Sunday, November 5, 2023

Xuelei Huang's "Scents of China"

Xuelei Huang is Senior Lecturer in Chinese Studies at The University of Edinburgh.

She applied the “Page 99 Test” to her new book, Scents of China: A Modern History of Smell, and reported the following:
There are only five words on page 99: PART II SMELLSCAPES IN FLUX. I was disappointed, until I suddenly realised how well the test actually works for my book. The five (or rather, three) words, in fact, captures the essence of the 298-page book in its own precise and even poetic way. In a nutshell, my book traces the changing smellscapes in modern China, intertwined with many drastic shifts in socio-political spheres and bodily norms and sensibilities. A broader point my book makes is concerned with the fluidity of smell perception and the inconsistency of the sensorial realm.

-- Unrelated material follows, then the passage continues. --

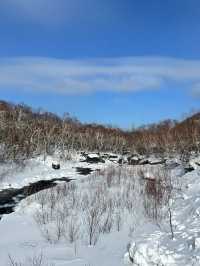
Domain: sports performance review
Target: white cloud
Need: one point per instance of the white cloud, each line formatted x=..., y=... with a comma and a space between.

To what extent is the argument about the amorphous state of the smellscape important? This question should be discussed in the context of the master narrative of olfactory modernity forged first by Alain Corbin (in The Foul and the Fragrant: Odor and the French Social Imagination). Corbin’s intellectual pursuit unveils how the now internalized olfactory codes—deodorized environments and bodies, a distaste for strong-smelling perfumes, etc. —were developed under the rubric of ‘modernity’. Ultimately the goal of the modern olfactory revolution seems to be about redefining what is foul and what is fragrant, or in other words, about reorganising smellscapes according to a new set of rules. China is inescapably tied to such an olfactory revolution, but in actual historical practices, are smells governable according to a certain blueprint? Part II of my book, starting from page 99, tries to answer this question.

The two chapters in this part track how different social actors enforced the ‘deodorization’ law within Chinese smellscapes, and how colonial capitalism promoted mass-manufactured perfumes in relation to hygiene and health, contributing to the technologies of the modern body. However, paradoxes emerged during these processes, just as malodours resurfaced outside the zone of modernization. Much of the content after page 99 shows how volatile molecules in our environments and indeterminate neurons in our brains encounter in myriad ways, making programmed olfactory modernity not entirely sustainable.

Smellscapes are constantly in flux, crossing borders and defying definitions. It’s a matter of common sense that can be easily forgotten, or repressed by our rational mind. That is the message on page 99, which also reverberates throughout my whole book.